Gov. Bruce Rauner signed into law a $38.5 billion bipartisan compromise budget that holds the line on taxes, increases funding for education, curbs spending and creates a new adoption tax credit that will make it less costly for Illinois parents to adopt children.
"For the first time in years, we have an opportunity to manage our way into balance, and we don't have to dip into the pockets of overtaxed Illinoisans to do it," Rauner said. "Balance is in reach because we were able to accomplish $445 million of pension reform and the economy is stronger thanks to federal tax reform, and we are benefiting from an unexpected boost in tax receipts."
"I'm signing this legislation because it is a step in the right direction, but it is not perfect," he said. "We have a lot of work to do before we fully restore the state's fiscal integrity. We still need to enact reforms that bring down the cost of government, make the state friendlier to job creators, and ignite our state economy so it grows faster than government spending."
The bulk of the FY19 plan was laid out months ago when the Governor gave his budget address to the General Assembly on Valentine's Day. It was there that he framed his chief goals for the upcoming fiscal year: spending within our means, and no new taxes.
Sen. Dale Righter (R-Mattoon) said, "Today is a good day for Illinois. This budget is a true, bipartisan effort that respects taxpayer dollars and sets Illinois on a better fiscal path. Illinois still must address the need to pass pro-growth, pro-jobs reforms that can fundamentally change Illinois' fiscal and economic future for the better."
"I commend Gov. Rauner for his leadership in helping get us a budget we can balance," said Senate Republican Leader Bill Brady.
"This balanced budget was a bipartisan compromise that contains no new taxes and includes full year funding with appropriations for those who rely upon us - schools, universities, corrections, seniors, families, children and the underprivileged," House Republican Leader Jim Durkin said. "I have always said we can achieve great things when we respect the priorities and principles of our counterparts and with this new framework I look forward to accomplishing more reforms for the state of Illinois."
The General Assembly adopted many of the governor's key agenda items. He listed some of them during a press conference attended by legislative leaders, sponsors and budget negotiators.

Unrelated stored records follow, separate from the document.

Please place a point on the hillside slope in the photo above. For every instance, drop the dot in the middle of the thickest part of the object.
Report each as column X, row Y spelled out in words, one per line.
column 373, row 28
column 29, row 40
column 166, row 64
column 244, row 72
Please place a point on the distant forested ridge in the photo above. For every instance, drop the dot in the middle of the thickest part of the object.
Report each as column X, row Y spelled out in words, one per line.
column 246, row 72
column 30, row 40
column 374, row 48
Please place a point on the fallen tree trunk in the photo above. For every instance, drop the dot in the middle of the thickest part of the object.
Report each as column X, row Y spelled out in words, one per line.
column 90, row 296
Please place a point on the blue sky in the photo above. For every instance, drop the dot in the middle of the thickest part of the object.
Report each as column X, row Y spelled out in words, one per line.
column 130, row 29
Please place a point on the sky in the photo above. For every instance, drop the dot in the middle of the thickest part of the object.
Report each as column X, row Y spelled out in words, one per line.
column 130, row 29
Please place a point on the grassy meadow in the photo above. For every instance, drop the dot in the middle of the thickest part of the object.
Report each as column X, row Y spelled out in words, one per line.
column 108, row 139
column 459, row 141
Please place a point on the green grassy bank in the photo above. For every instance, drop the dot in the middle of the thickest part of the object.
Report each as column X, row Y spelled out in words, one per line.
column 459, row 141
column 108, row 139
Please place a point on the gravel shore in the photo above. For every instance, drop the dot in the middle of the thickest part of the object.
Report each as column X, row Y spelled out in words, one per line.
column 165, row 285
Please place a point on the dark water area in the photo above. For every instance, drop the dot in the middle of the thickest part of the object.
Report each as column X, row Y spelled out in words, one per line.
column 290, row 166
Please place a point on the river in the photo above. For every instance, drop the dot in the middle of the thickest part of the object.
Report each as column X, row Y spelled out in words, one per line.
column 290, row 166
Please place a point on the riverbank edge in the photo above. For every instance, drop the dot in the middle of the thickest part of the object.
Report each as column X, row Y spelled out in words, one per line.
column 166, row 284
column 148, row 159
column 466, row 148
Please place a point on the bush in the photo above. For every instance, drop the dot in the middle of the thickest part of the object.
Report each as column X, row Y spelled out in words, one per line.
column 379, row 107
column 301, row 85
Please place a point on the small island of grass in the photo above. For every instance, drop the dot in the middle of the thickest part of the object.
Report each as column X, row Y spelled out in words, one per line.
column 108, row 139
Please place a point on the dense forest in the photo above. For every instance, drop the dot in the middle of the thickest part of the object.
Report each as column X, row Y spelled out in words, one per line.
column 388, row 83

Rauner and the Republican leaders staved off $1 billion in spending increases by aggressively managing agency budgets and tabling $500 million in spending increase proposals. That's a billion and a half dollars in much-needed spending restraint, officials said
The budget fully funds the new evidence-based formula the administration introduced in 2015 and signed into law last summer. There's $350 million in new K-12 dollars, which is up $1.4 billion since 2015, and $50 million for Early Childhood Education, which is up $200 million since 2015. AIM HIGH scholarships get $50 million to encourage Illinois high grads to attend Illinois universities. The MAP grant program is funded for four years. Colleges get $25 million of new money and the tuition tax credit program stays intact.
The legislature addressed pension costs by making some modest reforms that will reduce long-term liabilities and save $445 million this year.
Rauner said he was "particularly proud" of the work on his measure to create tax credits to encourage more adoptions by Illinois parents. Parents who can provide stable, loving homes for needy children can qualify for tax credits up to $5,000 per child.
"This budget cuts more than a billion dollars in spending while investing in critical components of Illinois future, like: K-12 and higher education," said Sen. Chapin Rose (R-Mahomet). "While more work remains to put Illinois on a path to true fiscal health, a balanced budget with no more tax hikes is a good start."